A ocupação da região das serras de Cambambe custou muito aos portugueses, em virtude da resistência oferecida pelos nativos à conquista estrangeira. Além de materializar a presença militar portuguesa, o presídio constituiu-se num activo entreposto de mercadorias e de escravos capturados na região, aguardando pelo seu transporte para o continente americano.
Actualmente encontra-se em ruínas, no entanto em 2016 foram realizadas obras de preservação e do património histórico, arqueológico e cultural, por parte do Ministério da Cultura.
Arquitetura militar, seiscentista, de planta quadrangular irregular, composta por baluartes poligonais dispostos nos vértices, rematados em merlões e canhoneiras, acedidos por rampas ou escadas no interior, e por cortinas retas. Apresenta os paramentos aprumados, baixos, com portal virado em arco abatido e remate sobrelevado e recortado, com lápide alusiva à construção e brasão de Portugal.
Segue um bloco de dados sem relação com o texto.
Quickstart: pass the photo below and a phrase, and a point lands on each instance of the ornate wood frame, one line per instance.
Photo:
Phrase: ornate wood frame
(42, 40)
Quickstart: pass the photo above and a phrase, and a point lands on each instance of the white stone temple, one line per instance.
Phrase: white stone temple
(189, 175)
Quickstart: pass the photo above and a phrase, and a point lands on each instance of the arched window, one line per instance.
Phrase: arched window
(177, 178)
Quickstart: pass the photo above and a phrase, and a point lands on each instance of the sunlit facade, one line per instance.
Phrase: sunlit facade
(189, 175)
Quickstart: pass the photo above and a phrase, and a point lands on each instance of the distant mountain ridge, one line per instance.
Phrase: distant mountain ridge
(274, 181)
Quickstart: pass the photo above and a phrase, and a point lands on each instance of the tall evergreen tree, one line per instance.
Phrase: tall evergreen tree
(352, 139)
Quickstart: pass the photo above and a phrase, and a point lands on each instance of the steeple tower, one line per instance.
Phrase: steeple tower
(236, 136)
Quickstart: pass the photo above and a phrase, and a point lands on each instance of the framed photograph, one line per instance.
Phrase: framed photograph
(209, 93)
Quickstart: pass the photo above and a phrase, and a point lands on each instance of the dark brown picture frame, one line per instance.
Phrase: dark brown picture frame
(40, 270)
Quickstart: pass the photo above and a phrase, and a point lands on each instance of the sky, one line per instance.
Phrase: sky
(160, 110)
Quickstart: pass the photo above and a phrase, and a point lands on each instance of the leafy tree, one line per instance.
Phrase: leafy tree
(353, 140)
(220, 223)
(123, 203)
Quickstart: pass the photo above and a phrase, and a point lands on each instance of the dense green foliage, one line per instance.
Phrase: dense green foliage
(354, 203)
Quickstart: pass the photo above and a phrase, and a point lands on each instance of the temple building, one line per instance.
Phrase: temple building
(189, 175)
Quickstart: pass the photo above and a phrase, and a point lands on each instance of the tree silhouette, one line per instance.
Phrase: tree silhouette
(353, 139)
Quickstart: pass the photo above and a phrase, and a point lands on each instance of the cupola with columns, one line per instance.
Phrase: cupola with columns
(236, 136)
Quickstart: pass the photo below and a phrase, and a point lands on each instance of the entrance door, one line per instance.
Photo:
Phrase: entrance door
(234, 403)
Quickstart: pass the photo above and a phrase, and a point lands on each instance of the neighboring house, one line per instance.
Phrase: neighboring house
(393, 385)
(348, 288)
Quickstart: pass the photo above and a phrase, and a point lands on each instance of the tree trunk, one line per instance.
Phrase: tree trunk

No interior, para além da igreja possui o edifício da feitoria, de planta retangular, fachadas de um piso contraforte nos cunhais, a principal rasgada por portal em arco, entre duas janelas. A fortaleza foi construída no contexto da penetração e conquista do interior do território angolano, ao longo do rio Cuanza, o maior do país, assegurando a defesa da feitoria construída no interior, entreposto comercial de mercadorias e escravos capturados na região, que ali aguardavam transporte para o continente americano.